# Jars



## ajohn (Mar 11, 2020)




----------



## ajohn (Mar 11, 2020)

Half the time I can't figure the color!


----------



## coreya (Mar 11, 2020)

Great colors!


----------



## Kheidecker (Mar 11, 2020)

ABSOLUTELY BEAUTIFUL AMAZING COLORS


----------



## Kheidecker (Mar 11, 2020)

I've got a long way to go before I got the colors that you've got there you got some beautiful jars.big stl bottle an jar show this weekend.will share some photos


----------



## ajohn (Mar 12, 2020)

Kheidecker said:


> I've got a long way to go before I got the colors that you've got there you got some beautiful jars.big stl bottle an jar show this weekend.will share some photos


MMMMMM...... Yer gonna wake up one day, look at yer collection and think..." Dang, i got a lot of jars!". Enjoy the journey my friend.


----------



## SledCat600 (Apr 8, 2020)

Have an Armstrong 10 pt. jar. Looking for info on it. Age, price if any. Logo is on btm.


----------



## TrashPanda (Apr 8, 2020)

I agree that your jar collection is beautiful.  I love it. Thanks for sharing


----------



## klaatu (Apr 25, 2020)

Nice jars. The combined colors look great together. The SCA sealer, is that a Rau's?


----------



## jarsnstuff (Apr 25, 2020)

SledCat600 said:


> Have an Armstrong 10 pt. jar. Looking for info on it. Age, price if any.

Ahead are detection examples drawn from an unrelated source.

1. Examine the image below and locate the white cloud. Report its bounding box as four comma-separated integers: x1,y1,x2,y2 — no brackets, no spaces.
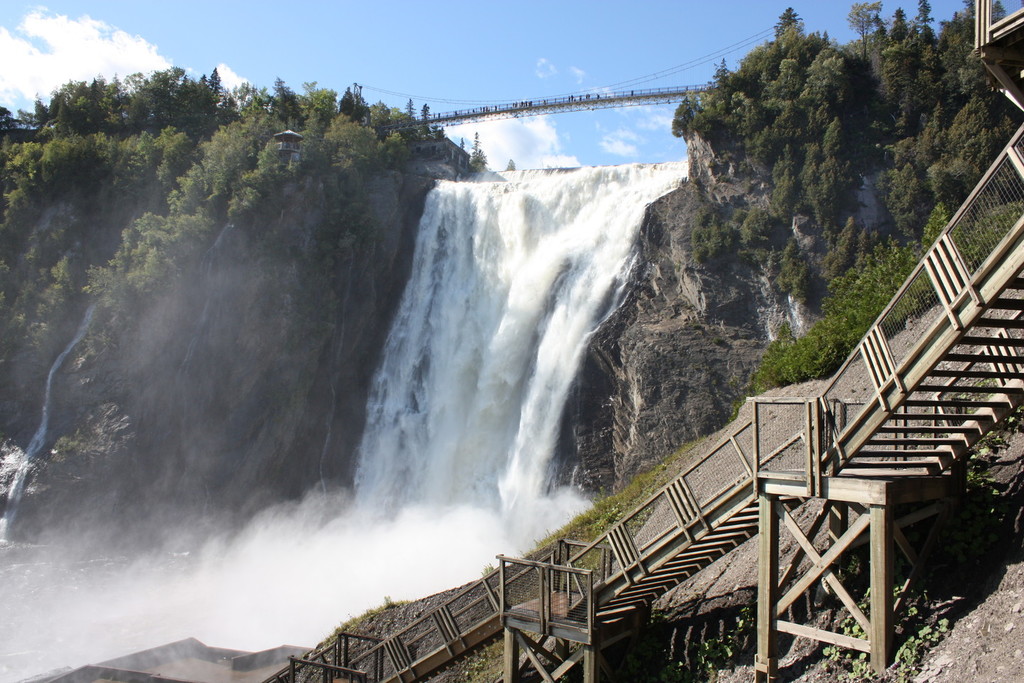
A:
445,116,580,171
534,57,558,78
0,9,169,106
601,128,643,159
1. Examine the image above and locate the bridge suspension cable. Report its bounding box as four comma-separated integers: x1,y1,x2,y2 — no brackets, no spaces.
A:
359,27,775,108
377,83,714,133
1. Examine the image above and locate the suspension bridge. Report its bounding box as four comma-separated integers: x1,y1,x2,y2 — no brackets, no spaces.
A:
249,5,1024,683
378,83,714,133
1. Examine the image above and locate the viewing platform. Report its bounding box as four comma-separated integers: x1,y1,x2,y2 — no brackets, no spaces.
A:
974,0,1024,110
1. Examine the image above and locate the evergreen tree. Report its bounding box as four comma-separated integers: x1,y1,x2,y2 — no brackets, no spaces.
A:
847,2,882,59
469,133,487,173
775,7,804,40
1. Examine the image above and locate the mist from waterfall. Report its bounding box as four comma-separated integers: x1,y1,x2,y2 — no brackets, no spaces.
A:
0,305,95,543
0,164,686,683
355,164,685,543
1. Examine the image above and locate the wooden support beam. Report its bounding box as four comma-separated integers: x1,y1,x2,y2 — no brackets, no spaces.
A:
866,505,894,676
754,492,781,683
503,627,522,683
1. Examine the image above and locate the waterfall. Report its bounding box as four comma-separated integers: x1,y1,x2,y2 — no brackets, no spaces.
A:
355,163,686,536
0,304,95,542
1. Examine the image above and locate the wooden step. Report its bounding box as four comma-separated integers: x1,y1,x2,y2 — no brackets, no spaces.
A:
877,425,982,434
839,466,939,477
971,317,1024,330
914,384,1024,396
890,412,995,422
942,353,1024,366
928,368,1024,380
956,335,1024,347
988,298,1024,310
867,436,967,446
903,398,1010,409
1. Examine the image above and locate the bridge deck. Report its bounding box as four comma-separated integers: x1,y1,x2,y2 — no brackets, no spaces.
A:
264,120,1024,683
378,83,712,132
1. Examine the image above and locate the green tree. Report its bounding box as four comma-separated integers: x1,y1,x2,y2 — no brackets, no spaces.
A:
469,133,487,173
775,7,804,40
846,2,882,59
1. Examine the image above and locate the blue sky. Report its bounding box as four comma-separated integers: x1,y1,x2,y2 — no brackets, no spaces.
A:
0,0,970,170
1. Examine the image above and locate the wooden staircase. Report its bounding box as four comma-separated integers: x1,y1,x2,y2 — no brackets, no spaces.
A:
271,109,1024,683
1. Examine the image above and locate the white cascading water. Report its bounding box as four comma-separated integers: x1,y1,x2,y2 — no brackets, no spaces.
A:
356,163,686,540
0,164,686,683
0,305,95,542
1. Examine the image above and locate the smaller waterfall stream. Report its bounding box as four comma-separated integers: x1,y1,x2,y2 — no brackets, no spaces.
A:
0,164,686,683
0,304,95,542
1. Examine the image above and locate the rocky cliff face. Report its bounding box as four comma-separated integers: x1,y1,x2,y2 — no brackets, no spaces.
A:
564,138,823,490
5,173,432,538
0,133,856,537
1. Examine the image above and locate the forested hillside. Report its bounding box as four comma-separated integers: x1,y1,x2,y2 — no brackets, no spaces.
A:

Logo is on btm.
> [


You will be much more likely to get an answer if you post your question on a new thread.  That way, answers to your question won't get mixed up with comments on ajohn's post.  
Please post a photo of your jar, the mouth and the base.  I am not familiar with it as you describe it, but someone else here may be.


----------